Intervista con Cisco, voce dei Modena City Ramblers.Viaggio, memoria, tradizioni
Data: Giovedì, 02 dicembre @ 21:42:58 CET Argomento: La Rassegna Stampa sui Ramblers
di Alfredo Pulvirenti
Incontro Cisco poco prima dell’inizio di un concerto dei Modena City Ramblers a Roma. Sta passeggiando nel prato dietro il palco, ha appena firmato una maglietta e un cappellino a due fan, disegnando la bomba simbolo del gruppo dai tempi di Radio Rebelde. Quando gli chiedo di intervistare lui o qualcuno del gruppo, mi spiega che è lui a parlare con i giornalisti, per evitare quelle situazioni in cui un membro della band parla e gli altri stanno in silenzio “come dei cretini”. Ma aggiunge, sorridendo, che non abbiamo molto tempo a disposizione. Perciò comincio subito:
Ti faccio una domanda generica. Quanto è importante la dimensione del viaggio nel lavoro del tuo gruppo?
Il viaggio è fondamentale per noi; nel senso che siamo nati da un viaggio fatto in Irlanda e da allora non ci siamo più fermati. Abbiamo conosciuto il nostro paese, la nostra terra, l’Italia intera, l’Europa, abbiamo conosciuto il Sud America, abbiamo conosciuto l’Africa. Piccole parti, piccole conoscenze, piccole gocce di conoscenza, e continueremo a viaggiare. Non ci fermeremo mai. Io dico sempre che il giorno in cui ci fermeremo in questo viaggio, smetteremo di suonare. Perché è da lì che nascono tutte le nostre riflessioni, tutte le nostre idee.
In “Riportando tutto a casa” (primo album dei Modena) voi dite anche che il viaggio è anche ciò che vi ha permesso di restare in Italia, riuscendo a conoscere le tradizioni, i popoli, tutto ciò che a volte sembra sepolto.
Perfetto. Hai detto una cosa che non sono mai riuscito a dire. Dal viaggio in Irlanda sono riuscito a conoscere il mio paese, nel senso che io ero pronto ad andare a vivere in Irlanda, e invece mi sono costruito, tra virgolette, una mia Irlanda in Italia.

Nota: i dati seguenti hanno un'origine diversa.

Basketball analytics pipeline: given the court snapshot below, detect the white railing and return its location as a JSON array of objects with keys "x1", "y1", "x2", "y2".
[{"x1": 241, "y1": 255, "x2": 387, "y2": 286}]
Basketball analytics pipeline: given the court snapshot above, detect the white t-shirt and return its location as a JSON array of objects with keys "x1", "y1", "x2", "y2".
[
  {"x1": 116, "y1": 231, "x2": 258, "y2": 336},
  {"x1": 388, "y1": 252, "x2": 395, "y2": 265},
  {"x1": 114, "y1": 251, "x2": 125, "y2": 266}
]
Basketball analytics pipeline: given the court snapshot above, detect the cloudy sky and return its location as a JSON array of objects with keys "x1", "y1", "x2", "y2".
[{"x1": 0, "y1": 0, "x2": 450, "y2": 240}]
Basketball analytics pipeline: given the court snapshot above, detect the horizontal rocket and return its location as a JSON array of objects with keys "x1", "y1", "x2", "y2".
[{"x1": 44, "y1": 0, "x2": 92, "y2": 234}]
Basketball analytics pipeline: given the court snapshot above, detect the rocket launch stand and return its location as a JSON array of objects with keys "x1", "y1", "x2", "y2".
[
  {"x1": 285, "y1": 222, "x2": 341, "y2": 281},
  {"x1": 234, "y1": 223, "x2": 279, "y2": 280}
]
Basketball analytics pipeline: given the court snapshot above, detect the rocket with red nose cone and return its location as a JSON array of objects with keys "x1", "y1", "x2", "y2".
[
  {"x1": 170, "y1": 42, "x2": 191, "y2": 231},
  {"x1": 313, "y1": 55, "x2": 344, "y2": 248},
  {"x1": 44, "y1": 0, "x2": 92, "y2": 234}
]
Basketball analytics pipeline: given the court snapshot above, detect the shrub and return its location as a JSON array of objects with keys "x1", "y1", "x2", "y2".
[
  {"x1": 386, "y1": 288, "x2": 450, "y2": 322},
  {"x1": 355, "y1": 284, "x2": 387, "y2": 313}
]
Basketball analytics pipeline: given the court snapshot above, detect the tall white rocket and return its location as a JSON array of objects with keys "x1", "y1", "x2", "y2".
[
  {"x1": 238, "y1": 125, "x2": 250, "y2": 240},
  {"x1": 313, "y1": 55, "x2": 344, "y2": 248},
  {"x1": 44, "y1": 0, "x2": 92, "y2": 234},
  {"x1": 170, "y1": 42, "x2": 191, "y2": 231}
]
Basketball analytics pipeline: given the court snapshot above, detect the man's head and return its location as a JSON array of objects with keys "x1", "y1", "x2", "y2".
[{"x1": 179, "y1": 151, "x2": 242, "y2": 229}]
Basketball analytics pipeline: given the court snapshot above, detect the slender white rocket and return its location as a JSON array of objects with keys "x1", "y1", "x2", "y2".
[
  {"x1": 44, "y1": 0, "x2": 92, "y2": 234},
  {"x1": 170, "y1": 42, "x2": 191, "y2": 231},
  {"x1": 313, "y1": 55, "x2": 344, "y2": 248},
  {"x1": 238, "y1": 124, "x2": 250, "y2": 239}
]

E ora sono fiero di quello che abbiamo costruito negli anni.
Dove avete scoperto le ultime influenze musicali o tradizioni che vi hanno affascinato?
Non c’è un posto in particolare, noi siamo affascinati da varie culture. Quella africana, per esempio, è una cultura molto forte, anche dal punto di vista musicale. Penso a musicisti come Ali Farka Toure, al Mali in generale. Ma non andiamo lì a rubare la musica, a fare la cartolina africana, cerchiamo di metabolizzare le cose che vediamo, che sentiamo, per farle nostre e poi riproporle alla maniera nostra alla gente che ci vuole ascoltare.
A proposito di Mali, nel suo film “Dal Mali al Mississipi” Martin Scorsese compie un viaggio alla scoperta delle radici del blues, una musica che ha un fortissimo legame con la storia di un popolo e le sue tradizioni e che poi si è rimodellata in tanti modi diversi.
Noi siamo molto vicini alla tradizione popolare e il blues è tradizione popolare. Non è la nostra, non è italiana, però fa parte di una grande tradizione musicale popolare. Noi abbiamo costruito, in qualche modo, la nostra tradizione popolare, andando a riscoprire i vecchi canti partigiani, come Bella Ciao. La riscoperta delle tradizioni, delle origini, è una delle basi del lavoro dei Modena city Ramblers.
Fare un catalogo delle tradizioni serve anche innovare, a crescere.
Sì. Senza dovere fare per forza il ragionamento: Italia - tarantella, o Irlanda – folk irlandese.
Evitare i localismi…
Esatto. La cosa che io amo di più è mescolare. Quando, per esempio, parto da un ritmo da tarantella, ci metto un gig irlandese, che è un sei – ottavi, e le cose si mescolano. Due pezzi nostri sono nati proprio così: La banda del sogno interrotto e I cento passi. Sono nati da tarantelle italiane mescolate a suoni e ritmi irlandesi. Mi piace innovare la tradizione popolare, ecco.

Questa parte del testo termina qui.